Copyright © 2017 Albuquerque Journal
Thousands of New Mexico’s college students headed into summer break without knowing what awaits them – or at least their bank accounts – this fall.
The state’s two largest universities have not set tuition rates for the academic year that starts in August due to lingering questions about their overall budgets. Gov. Susana Martinez in April vetoed higher education funding from a Legislature-approved spending bill for the coming fiscal year. Though she has said officials would revive the funding during a special session – which begins next week – schools have not had a guaranteed state appropriation around which to build a larger financial plan.
New Mexico universities get approximately 50-60 percent of their instruction and general revenue from the state, making it a critical piece in the budget puzzle.
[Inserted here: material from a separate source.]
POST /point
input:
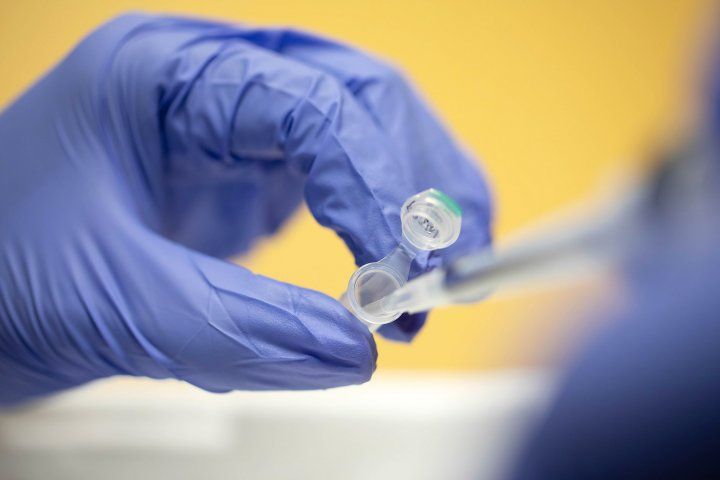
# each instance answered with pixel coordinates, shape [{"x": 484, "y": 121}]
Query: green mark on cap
[{"x": 447, "y": 201}]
Both the University of New Mexico and New Mexico State University have refrained from making tuition decisions until they have more clarity about the state money, though UNM’s decision could happen as early as Wednesday during its scheduled budget summit.
Tuition and fees for in-state UNM students amounted to $6,950 in 2016-17. Regents President Rob Doughty would not say this week whether he expected it to rise.
“We’re waiting on a full report from the (UNM) budget leadership team,” he said.
At NMSU, the governing board has not set tuition but the school has advertised a place-holder rate for tuition and fees that represents a 6 percent increase – $3,561 per semester for in-state students taking 15 credits.
“We had to put something on the website so students could begin registering for this fall,” said spokesman Justin Bannister, but he noted the posted rate is pending and reflects a worst-case scenario – the highest increase option the administration would present to regents before they vote. The final rate could be lower.
Some smaller schools around the state have already settled on tuition hikes. Western New Mexico University’s in-state students will pay 2.7 percent more in combined tuition and fees this fall, while tuition will climb 7.5 percent at both Eastern New Mexico University and New Mexico Highlands University.
Central New Mexico Community College, New Mexico’s largest community college, also forged forward with a tuition decision despite state funding uncertainty. President Katharine Winograd said students – many of whom also work – deserved some certainty, though officials may have to revisit the rates later. Academic transfer courses (like English, math and history) will rise to $54 from $52 per credit hour for local students, a 3.8 percent increase, while the career technical classes will cost local students $40 per hour, compared with $32, up 25 percent.
“This was a difficult decision, but we felt we had to go ahead and set our tuition rates for the fall term so our students can make informed decisions on their academic plans,” Winograd said in a written statement.